相对稍微年轻一些的老者,则是这一代杨家医馆的馆主、杨老神医的儿子,也是一代名医圣手,继承了杨老神医一身医术八九分。
若非达官显贵病重,从不出诊。
他们两人一出来,方家众人立即围上去。
“二位大夫,我家老爷如何?”方敬业端上热汤。
他深谙人情世故,做事细心,料及大夫忙到深夜,必然困乏饥渴,因此一早就让下人准备好提神滋补的水汤。
方宇远远地站在人群之外,忽然有一种想要逃离这里的冲动。
因为他看到了杨老神医和杨馆主神色沉重,那绝不是病人可以得到救治时的神情。
果然,只听见杨老神医叹息一声,而后缓缓道:“还请各位做好准备。”
“你们家老爷受的伤是在太严重了,身中不下十刀,遍布背腹,丹田被打穿,奇经八脉俱被震断。”
“虽然断裂的经脉可以用银针续上,但重创他的刀伤上有剧毒,丹田被打穿,真气溃散之前,曾在体内冲撞,导致毒素已随血液蔓延至全身,深入骨髓。”

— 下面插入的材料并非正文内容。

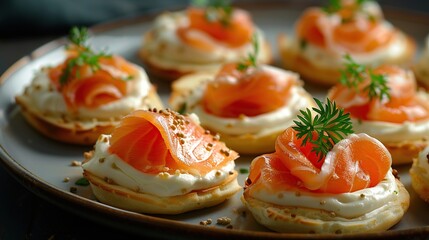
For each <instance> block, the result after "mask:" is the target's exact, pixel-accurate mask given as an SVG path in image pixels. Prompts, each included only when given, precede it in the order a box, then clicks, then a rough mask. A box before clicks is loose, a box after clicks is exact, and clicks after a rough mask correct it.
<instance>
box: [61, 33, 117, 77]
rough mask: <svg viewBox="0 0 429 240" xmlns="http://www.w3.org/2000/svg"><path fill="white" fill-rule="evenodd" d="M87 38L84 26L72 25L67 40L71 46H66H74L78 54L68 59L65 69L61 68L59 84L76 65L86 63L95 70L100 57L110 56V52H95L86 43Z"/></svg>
mask: <svg viewBox="0 0 429 240" xmlns="http://www.w3.org/2000/svg"><path fill="white" fill-rule="evenodd" d="M88 38H89V35H88V29H87V28H85V27H81V28H78V27H73V28H72V29H71V30H70V33H69V40H70V42H71V46H70V45H69V46H68V48H72V47H73V46H75V47H76V48H75V49H76V50H77V51H78V55H77V56H76V57H74V58H71V59H69V60H68V62H67V65H66V67H65V69H64V70H63V72H62V74H61V76H60V84H61V85H64V84H66V83H67V81H68V80H69V78H70V75H71V74H72V70H73V68H75V67H77V66H83V65H88V66H89V67H90V68H91V70H92V71H97V70H99V69H100V64H99V61H100V58H102V57H110V56H111V55H110V54H106V53H105V52H103V51H102V52H100V53H95V52H94V51H93V50H92V49H91V48H90V47H89V46H88V45H87V43H86V42H87V40H88ZM79 75H80V74H79V72H78V71H77V72H76V77H77V78H79Z"/></svg>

“这毒我们从来没有见过,也从未听说过,实在是无能为力。”
听到杨老神医的话,张氏犹如遭遇晴天霹雳,两眼一黑,直接裁倒。
“夫人、夫人……”边上的丫鬟赶紧扶住张氏。
方敬业深吸一口气,强忍悲痛,颤声吩咐道:“你们先扶夫人回去休息……”
昏厥的张氏被扶去休息。
仆人们神态低落,丫鬟红了眼角,方媛媛扑在白金飞怀里哭泣……
杨老神医从医一辈子,见惯了生死离别,看到这一幕,也只能轻轻叹息一声。
他看了一眼里间屋的方向,露出惋惜的神色。
方复明还是一个客栈小厮时,他就注意到了这个年轻人。
隐忍、果敢、为人处世有自己的原则,具备成大事者的一切品质。
后来,方复明果然从白手起家,功成名就。
虽然他做的是皮肉生意,却备受人敬重,侠义之风常颂。
杨老神医对方复明极为赞赏,若不是此番祸端,未来的成就只会更高。
但现在,一切都没了。
才六十岁啊……可惜可惜……天妒英才!
“我方才为方老爷施了回神针,能够回光返照片刻。他应该有话要说,你们进去看看他吧。”
杨老神医估算一下时间,这时候方复明也该醒了。
……
里间屋里。
众人来到方老爷子床前。
方复明面无血色,浑身扎满了银针,伤口两侧的肌肉翻卷,无法想象这个老人在忍受着怎样的痛苦。
他的脸上布满了皱眉,如同风干褶皱的老树皮,发色也黯淡无光。
仿佛之前的衰老只是藏起来,如今一下子全都挤了出来。
“小宇,以后家里的重担就交给你了……”方复明用没有温度的手握住了方宇的手,声音沙哑而虚弱,目光昏沉,再无往日的神采。
“我在动乱黑暗的年代,一家人都在最底层,和随意被踩死的蚂蚁没什么分别……”
“我拼命想往上爬,总算小有成就,却还没来得及传下去,就要散了……”
方宇望着这位不是父亲的父亲,聆听着他的遗志,心中涌起一股说不出的五味陈杂。
他重生之时,和其他网文主角不同,前身的记忆和灵魂已完全消散。
他只是借助了这具躯壳,他对方家而言,其实完全就是陌生人。
因而面对方复明,始终有一种面对后爸的感觉。
虽然有时会自我开玩笑,前身的父母就是我的父母、方家就是我家之类……
但方宇心里很清楚,这只是为了消除心里的芥蒂,而自我麻痹的一种自嘲。
不过,现在一切都已经不重要了……
方宇凝视着方复明,郑重承诺道:“你放心,有我在,这方家,绝对跨不了!”
上辈子,他骨子里就有着放荡不羁的属性。
这一世,长期漂泊江湖习惯了,更不希望被任何东西束缚,了无牵挂最好。
尽管以他现在的实力,照料方家只是小事一桩。
但这种承诺是没有期限的,就像一道无形的枷锁、看不见的牵挂。
只是,不管如何,方家没有欠他任何。
反倒是他欠了方家很多,还都是无法偿还的。
这个承诺,该许。
方复明眼里露出欣慰,转而艰辛地看向方敬业:“敬业,还要麻烦你以后多帮忙小宇。我很愧疚,本不该麻烦你的。”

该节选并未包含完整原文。